Like a man prescient of the U.S. Supreme Court’s Citizens United decision giving corporations “citizen hood” and all the free speech money could buy, Teddy warned: "The Constitution does not give the right of suffrage to any corporation. The citizens of the United States must effectively control the mighty Commercial forces which they have called into being."

 Unlike any Republican you’ll hear today, Roosevelt also said, “Laws should be passed to prohibit the use of corporate funds directly or indirectly for political purposes. Corporate expenditures for political purposes have supplied one of the principle sources of corruptions in our political affairs."
 Roosevelt, of course, went on to break up the “trusts” – large corporations – to reduce their political power, and gave Americans the “Square Deal, which helped create the middle class in this country.

 TR’s distant cousin, President Franklin D. Roosevelt, took this further, with legislation that controlled how financial institutions and corporations can operate and, of course, the “New Deal,” the greatest expansion of the middle class in U.S. history.

So I wonder how TR would respond to see his former party, the GOP, running a corporate multi-millionaire as their 2012 presidential nominee?
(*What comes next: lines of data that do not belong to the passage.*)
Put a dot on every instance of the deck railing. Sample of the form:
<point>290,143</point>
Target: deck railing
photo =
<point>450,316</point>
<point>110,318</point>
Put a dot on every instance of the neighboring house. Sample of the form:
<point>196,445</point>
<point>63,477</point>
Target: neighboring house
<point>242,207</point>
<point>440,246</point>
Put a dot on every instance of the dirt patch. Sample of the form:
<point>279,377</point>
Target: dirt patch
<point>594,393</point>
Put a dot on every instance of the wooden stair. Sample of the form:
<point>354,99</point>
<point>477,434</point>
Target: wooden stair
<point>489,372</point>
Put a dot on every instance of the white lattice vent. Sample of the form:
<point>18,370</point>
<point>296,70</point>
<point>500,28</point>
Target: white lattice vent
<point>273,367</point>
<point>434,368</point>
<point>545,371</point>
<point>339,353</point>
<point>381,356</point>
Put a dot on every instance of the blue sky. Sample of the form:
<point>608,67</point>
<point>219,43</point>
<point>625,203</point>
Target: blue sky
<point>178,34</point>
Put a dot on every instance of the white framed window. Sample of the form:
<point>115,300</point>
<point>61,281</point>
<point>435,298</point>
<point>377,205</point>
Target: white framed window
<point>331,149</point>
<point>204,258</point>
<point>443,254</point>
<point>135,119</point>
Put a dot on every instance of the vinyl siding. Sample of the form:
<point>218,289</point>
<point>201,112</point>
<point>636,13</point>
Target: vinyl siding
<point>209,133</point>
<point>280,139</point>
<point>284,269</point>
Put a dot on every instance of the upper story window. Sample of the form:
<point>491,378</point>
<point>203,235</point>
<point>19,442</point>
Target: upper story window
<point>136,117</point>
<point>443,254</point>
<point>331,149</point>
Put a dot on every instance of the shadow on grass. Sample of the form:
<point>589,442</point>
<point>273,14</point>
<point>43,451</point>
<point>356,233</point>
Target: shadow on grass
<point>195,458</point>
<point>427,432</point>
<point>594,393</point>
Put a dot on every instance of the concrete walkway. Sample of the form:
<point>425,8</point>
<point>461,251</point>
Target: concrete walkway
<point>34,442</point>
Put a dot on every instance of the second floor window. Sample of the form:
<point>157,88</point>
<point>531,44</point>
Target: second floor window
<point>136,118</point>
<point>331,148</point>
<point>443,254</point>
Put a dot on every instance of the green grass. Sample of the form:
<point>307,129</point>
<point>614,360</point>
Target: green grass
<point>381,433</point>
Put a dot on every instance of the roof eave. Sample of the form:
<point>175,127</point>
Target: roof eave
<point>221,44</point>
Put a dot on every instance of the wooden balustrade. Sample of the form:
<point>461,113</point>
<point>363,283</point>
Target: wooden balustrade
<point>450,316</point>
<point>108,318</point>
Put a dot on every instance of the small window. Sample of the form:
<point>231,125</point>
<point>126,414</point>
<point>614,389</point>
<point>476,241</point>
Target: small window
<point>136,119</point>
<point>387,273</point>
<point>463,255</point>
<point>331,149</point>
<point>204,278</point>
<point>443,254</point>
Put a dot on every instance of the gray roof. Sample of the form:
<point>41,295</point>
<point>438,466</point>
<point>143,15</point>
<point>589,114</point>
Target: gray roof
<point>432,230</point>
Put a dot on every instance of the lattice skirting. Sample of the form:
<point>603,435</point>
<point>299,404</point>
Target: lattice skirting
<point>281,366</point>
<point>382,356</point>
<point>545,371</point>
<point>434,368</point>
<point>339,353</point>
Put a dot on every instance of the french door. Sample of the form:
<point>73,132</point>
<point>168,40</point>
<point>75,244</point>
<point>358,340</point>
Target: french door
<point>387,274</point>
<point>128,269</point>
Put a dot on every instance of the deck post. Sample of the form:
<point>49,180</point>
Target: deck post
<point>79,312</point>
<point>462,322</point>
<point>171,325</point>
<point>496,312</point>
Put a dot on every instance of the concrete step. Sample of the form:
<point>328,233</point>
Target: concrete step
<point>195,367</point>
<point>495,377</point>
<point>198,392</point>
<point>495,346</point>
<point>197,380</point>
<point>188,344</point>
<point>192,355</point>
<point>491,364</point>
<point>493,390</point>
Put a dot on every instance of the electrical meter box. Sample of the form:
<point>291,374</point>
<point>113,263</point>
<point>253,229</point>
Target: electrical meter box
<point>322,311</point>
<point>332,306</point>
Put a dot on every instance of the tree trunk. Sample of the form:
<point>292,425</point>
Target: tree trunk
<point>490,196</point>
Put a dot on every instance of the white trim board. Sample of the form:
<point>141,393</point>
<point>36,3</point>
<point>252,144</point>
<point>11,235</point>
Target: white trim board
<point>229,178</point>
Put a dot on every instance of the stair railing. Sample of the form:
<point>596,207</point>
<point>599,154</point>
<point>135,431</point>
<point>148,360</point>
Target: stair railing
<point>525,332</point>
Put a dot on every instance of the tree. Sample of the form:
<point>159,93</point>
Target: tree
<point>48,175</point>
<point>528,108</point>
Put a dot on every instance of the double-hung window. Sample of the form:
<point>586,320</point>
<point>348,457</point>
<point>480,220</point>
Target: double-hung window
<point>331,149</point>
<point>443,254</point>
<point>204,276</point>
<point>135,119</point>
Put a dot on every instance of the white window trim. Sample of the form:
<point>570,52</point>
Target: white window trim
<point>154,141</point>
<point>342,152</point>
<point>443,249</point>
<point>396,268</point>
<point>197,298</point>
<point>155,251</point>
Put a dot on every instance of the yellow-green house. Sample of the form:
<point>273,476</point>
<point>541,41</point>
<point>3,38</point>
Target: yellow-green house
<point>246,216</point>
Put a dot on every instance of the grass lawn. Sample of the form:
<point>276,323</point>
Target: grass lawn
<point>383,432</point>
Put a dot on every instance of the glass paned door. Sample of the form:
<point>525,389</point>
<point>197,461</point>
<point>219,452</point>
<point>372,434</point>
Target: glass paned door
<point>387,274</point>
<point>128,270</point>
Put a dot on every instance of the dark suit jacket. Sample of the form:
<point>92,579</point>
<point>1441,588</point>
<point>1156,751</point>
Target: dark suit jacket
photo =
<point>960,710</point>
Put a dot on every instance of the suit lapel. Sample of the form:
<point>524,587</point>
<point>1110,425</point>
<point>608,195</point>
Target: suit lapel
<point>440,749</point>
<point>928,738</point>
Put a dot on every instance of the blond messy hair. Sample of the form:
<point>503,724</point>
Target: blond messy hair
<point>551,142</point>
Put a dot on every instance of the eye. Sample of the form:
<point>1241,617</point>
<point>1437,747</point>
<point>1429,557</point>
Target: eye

Or if he knew that corporate interests like the Koch brothers or the pro-corporate American Legislative Exchange Council were financing Republican candidates and writing their policies and legislation? Would he agree with current members of the Republican Party that President Obama is too distrusted of Big Business?

 Let’s let TR speak for himself: "… [T]o befoul the unholy alliance between corrupt business and corrupt politics is the first task of the statesmanship of the day."